Обыкновенно, чтобы трамбовать, они идут по два. Сговорившись вдвоём, они плюют в ладони, схватывают трамбовки за ручки, точно проделывают что-то вроде салюта орудий, -- и вот они отправляются, согласуясь в своих жестах, толкутся на месте в такт, причём одна трамбовка падает снова, когда другая поднимается.

Иногда они вертятся, оборачиваются друг к другу спиной, удаляются на некоторое время, чтобы снова совершить ряд пируэтов, снова начинать друг против друга и приближаться тем же размеренным аллюром, под звонкий шаг их орудия. Можно было бы сказать, что это очень медленный танец, менуэт труда.

Имъ случается останавливаться, чтобы передохнуть и обменяться какими-нибудь пустяками, которым их улыбка придаёт невыразимую силу. Они отодвигают назад свой головной убор, останавливаются, опустив кулаки к бёдрам, или скрестив руки, немного раздвинув ноги, вытирая лоб краем руки или рукавом рубахи. Молодцы! Их пот наполняет воздух таким же благовонием, как сок сосны и красного дуба; это ладан приятной Богу службы! Какая молитва достойна их труда?

Вчера, на углу одной улицы, в центре города, я встретил чудесного молодого возчика. Он стоял на своей пустой телеге, держа в руке бич и верёвку, с таким видом, точно он правил на колеснице.

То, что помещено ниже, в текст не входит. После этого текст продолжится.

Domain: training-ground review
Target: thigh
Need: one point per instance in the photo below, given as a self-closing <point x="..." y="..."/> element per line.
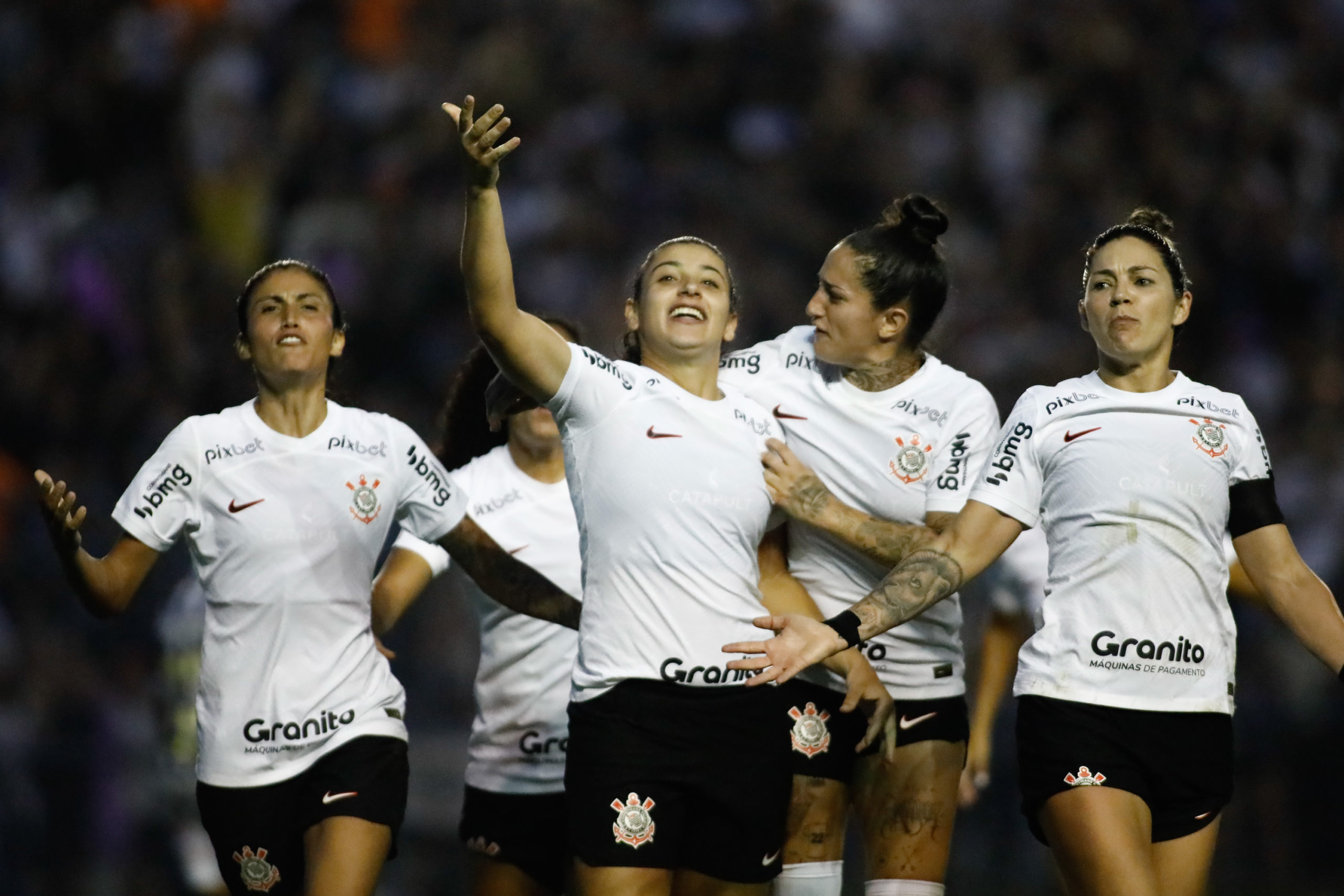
<point x="344" y="856"/>
<point x="816" y="821"/>
<point x="908" y="806"/>
<point x="1101" y="839"/>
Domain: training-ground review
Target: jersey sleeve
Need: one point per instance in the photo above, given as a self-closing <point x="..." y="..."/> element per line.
<point x="1011" y="480"/>
<point x="162" y="501"/>
<point x="961" y="456"/>
<point x="432" y="554"/>
<point x="429" y="504"/>
<point x="592" y="388"/>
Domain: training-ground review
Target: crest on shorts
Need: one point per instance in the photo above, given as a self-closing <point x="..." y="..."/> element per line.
<point x="257" y="873"/>
<point x="1210" y="438"/>
<point x="911" y="461"/>
<point x="363" y="503"/>
<point x="634" y="824"/>
<point x="810" y="730"/>
<point x="1084" y="778"/>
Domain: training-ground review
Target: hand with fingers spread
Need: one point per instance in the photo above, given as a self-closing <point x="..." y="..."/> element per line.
<point x="792" y="484"/>
<point x="800" y="642"/>
<point x="478" y="139"/>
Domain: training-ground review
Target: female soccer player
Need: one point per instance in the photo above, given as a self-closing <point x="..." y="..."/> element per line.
<point x="1126" y="691"/>
<point x="514" y="810"/>
<point x="678" y="777"/>
<point x="286" y="503"/>
<point x="897" y="433"/>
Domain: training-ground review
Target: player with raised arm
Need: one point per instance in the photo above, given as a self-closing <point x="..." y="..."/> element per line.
<point x="286" y="503"/>
<point x="1126" y="691"/>
<point x="897" y="433"/>
<point x="678" y="775"/>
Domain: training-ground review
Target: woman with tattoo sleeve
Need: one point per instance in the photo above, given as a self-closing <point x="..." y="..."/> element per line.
<point x="286" y="503"/>
<point x="897" y="433"/>
<point x="1126" y="691"/>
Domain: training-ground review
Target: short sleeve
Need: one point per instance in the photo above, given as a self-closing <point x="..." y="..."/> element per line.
<point x="960" y="457"/>
<point x="162" y="501"/>
<point x="592" y="388"/>
<point x="1011" y="479"/>
<point x="432" y="554"/>
<point x="429" y="504"/>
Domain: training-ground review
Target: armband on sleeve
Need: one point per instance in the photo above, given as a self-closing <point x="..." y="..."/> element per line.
<point x="1252" y="507"/>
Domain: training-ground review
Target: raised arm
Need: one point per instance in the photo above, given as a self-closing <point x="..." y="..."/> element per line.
<point x="1295" y="593"/>
<point x="508" y="581"/>
<point x="104" y="585"/>
<point x="526" y="349"/>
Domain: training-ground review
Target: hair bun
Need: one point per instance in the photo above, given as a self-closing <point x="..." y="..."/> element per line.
<point x="916" y="215"/>
<point x="1152" y="219"/>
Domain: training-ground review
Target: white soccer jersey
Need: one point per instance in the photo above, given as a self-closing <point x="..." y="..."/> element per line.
<point x="284" y="534"/>
<point x="896" y="455"/>
<point x="1132" y="489"/>
<point x="671" y="507"/>
<point x="522" y="727"/>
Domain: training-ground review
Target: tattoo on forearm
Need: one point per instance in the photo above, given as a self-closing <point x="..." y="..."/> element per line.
<point x="921" y="581"/>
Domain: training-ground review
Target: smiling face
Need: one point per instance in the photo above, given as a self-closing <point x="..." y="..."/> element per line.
<point x="683" y="309"/>
<point x="289" y="328"/>
<point x="850" y="331"/>
<point x="1129" y="304"/>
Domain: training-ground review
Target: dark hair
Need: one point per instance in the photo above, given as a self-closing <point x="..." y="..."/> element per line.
<point x="464" y="431"/>
<point x="899" y="261"/>
<point x="1155" y="229"/>
<point x="286" y="263"/>
<point x="631" y="350"/>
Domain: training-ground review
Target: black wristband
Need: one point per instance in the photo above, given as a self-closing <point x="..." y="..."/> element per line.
<point x="847" y="626"/>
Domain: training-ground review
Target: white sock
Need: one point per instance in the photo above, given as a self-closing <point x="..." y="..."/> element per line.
<point x="811" y="879"/>
<point x="893" y="887"/>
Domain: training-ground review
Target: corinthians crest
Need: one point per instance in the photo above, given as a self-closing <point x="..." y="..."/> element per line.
<point x="257" y="873"/>
<point x="1210" y="438"/>
<point x="810" y="730"/>
<point x="363" y="504"/>
<point x="911" y="461"/>
<point x="634" y="824"/>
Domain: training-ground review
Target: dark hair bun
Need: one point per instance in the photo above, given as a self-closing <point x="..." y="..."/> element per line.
<point x="917" y="217"/>
<point x="1152" y="219"/>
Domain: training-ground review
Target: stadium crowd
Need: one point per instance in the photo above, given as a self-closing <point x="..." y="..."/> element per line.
<point x="155" y="154"/>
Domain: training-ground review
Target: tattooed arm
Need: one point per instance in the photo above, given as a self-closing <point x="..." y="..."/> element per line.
<point x="934" y="570"/>
<point x="508" y="581"/>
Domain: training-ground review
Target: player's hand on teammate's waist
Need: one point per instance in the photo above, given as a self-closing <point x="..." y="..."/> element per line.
<point x="800" y="642"/>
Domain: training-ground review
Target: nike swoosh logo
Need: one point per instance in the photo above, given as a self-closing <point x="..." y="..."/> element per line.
<point x="910" y="723"/>
<point x="330" y="797"/>
<point x="1070" y="437"/>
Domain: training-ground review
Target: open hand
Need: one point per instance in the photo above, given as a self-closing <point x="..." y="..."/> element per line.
<point x="792" y="484"/>
<point x="478" y="138"/>
<point x="800" y="642"/>
<point x="59" y="513"/>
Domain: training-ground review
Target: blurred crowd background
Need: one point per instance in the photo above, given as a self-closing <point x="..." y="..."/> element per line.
<point x="154" y="154"/>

Он улыбался такой отважной улыбкой, как щёлкание его бича или ржание его лошади. Наконец, почему он улыбался? Светило солнце, жизнь для него казалась прекрасной. Этот мелкий рабочий заключал в своей радостной личности всё отражение, все свойства их профессии. Он являлся квинт-эссенцией своей корпорации. На следующем перекрёстке он повернул, исчез, щелкая бичом; он стоял на тряской телеге, с жадно открытым ртом, блестящими глазами, розовый и ароматный, поражая дерзостью и молодостью: Антиной, ставший возчиком! Иногда какой нибудь тряпичник или нищий заставляют меня сидеть дома; я хотел бы просить их навещать меня каждый день, стать как бы лакомством для моих глаз. Эти несчастные люди не подозревают о своей красоте. Никто не будет восторгаться ею, как я это делаю. Я скоро буду увлекаться только одним голосом. Уличный торговец, кричащий о своём песке, о своих вязанках хвороста и ракушках, взывающий о костях и тряпках для своей корзинки или котомки, скрывает в одной интонации все раздирательные душу звуки какого нибудь адажио. Эти голоса вбирают в себя трогательную сторону жизни, полной борьбы и нищеты.

Я помню, как одной летней ночью два молодца ходили взад и вперёд под моим окном и ссорились. Проснувшись внезапно и рассердившись, я вскочил, чтобы послать этих крикунов ко всем чертям. Когда я высунулся наружу, очарование ночи или скорее -- другое очарование, которое я сейчас же себе уяснил, помешали мне выступить. Я не стал разнимать моих двух ссорившихся молодцов; напротив, я прислушивался к ним. Они посылали друг-другу ругательства на языке, которого я не понимал и который без сомнения был фламандским, так как условный воровской язык всё же французский. Каким голосом они произносили эти ругательства! Не видя их, я принялся любить их, за их лирические голоса! Были ли это убийцы, спорившие о добыче, или два друга, соперники в любви? Один обвинял другого; последний горячо защищался. Могли ли они вступить в драку?